Contare fino a tre (Scenari post elettorali in Sardegna)

In politica ognuno deve fare i propri giochi. Il gioco bipolare è, per il momento, egemone. Vuol dire che questa visione domina le menti delle persone che votano. Peraltro, queste superano di poco la metà degli aventi diritto.

Quindi il bipolarismo ha diviso la società sarda grossomodo in quattro (più un resto): una metà che vota, una metà che non vota; e nella metà che vota, c’è una spaccatura tra centro destra e centro sinistra, più o meno in parti uguali, più un resto, che non coincide né con una né con l’altra.

Questo resto rappresenta la resistenza attiva alla desertificazione del pensiero collettivo prodotto dal sistema egemone. Un sistema che ha determinato, per legge, che non c’è posto per un terzo che pretenda sfuggire alla dittatura del menu bipolare: o zuppa o pan bagnato.

Il danno democratico di questa legge, e della concezione politica di cui è figlia, lo testimonia anzitutto la prima spaccatura di cui si parlava (metà del corpo elettorale ha rinunciato alla politica, e resiste alle bugie e all’imbroglio bipolare tramite il distanziamento); l’altra conseguenza è la frustrazione di chi vuol fare proposte e la difficoltà di dare luogo a uno spazio politico alternativo, centrato sui problemi della Sardegna, attorno a cui raccogliere un consenso ampio e trasversale.

Oggi, a poche settimane da queste elezioni in cui il centrodestra ha fatto vincere la candidata di centrosinistra e insieme hanno perso di nuovo la fiducia e il consenso della maggioranza dell’elettorato sardo, è questa la sfida politica più grande. Una sfida che è anche una necessità, visto che da almeno tre legislature, se non più, si ripropone ad ogni elezione, e si mantiene viva nonostante il meccanismo elettorale, concepito per schiacciarla e evitarne la crescita.

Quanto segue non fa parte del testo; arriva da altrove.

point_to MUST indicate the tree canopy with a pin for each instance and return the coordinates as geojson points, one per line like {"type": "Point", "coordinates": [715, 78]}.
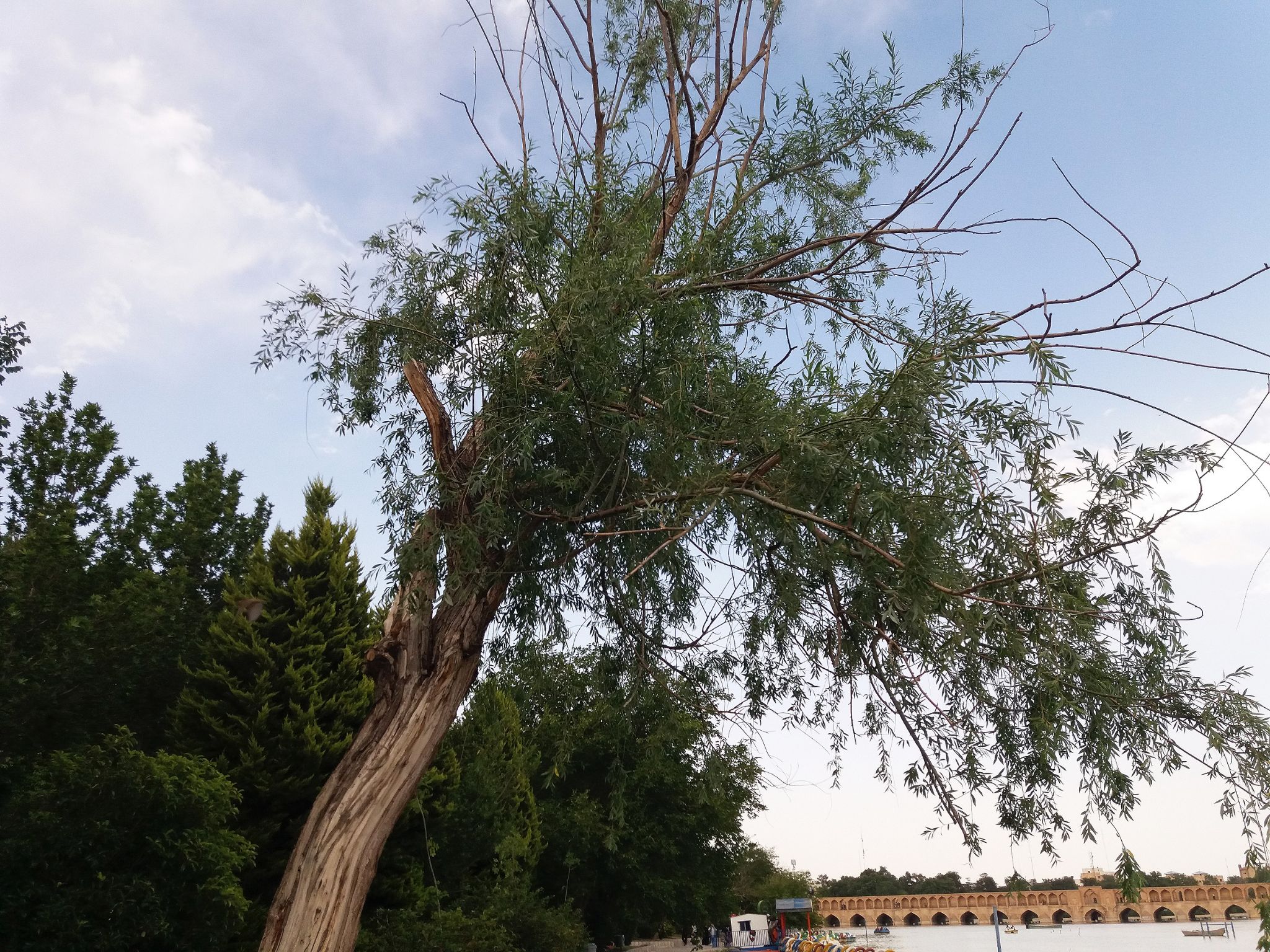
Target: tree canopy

Quindi, dopo le elezioni, come si diceva all’inizio, ognuno deve fare il proprio gioco: il centrosinistra fare governo e affrontare gli enormi problemi dell’Isola; il centrodestra fare opposizione, o colludersi come al solito; e il resto, cioè gli esclusi, cominciare a costruire fin da ora uno spazio politico organizzato, non minoritario, che cominci ad articolare un discorso proprio, con uno sguardo sardo, fuori dalla cornice italocentrica e da equilibri che non corrispondono alla nostra realtà.

Questo spazio politico deve cercare di tessere nuovi legami di fiducia con quella parte della Sardegna profondamente delusa dalla politica e dalle sue bassezze, che è stata messa al margine e che sta fuori non dico dalle decisioni ma dalle preoccupazioni dei rappresentanti bipolari.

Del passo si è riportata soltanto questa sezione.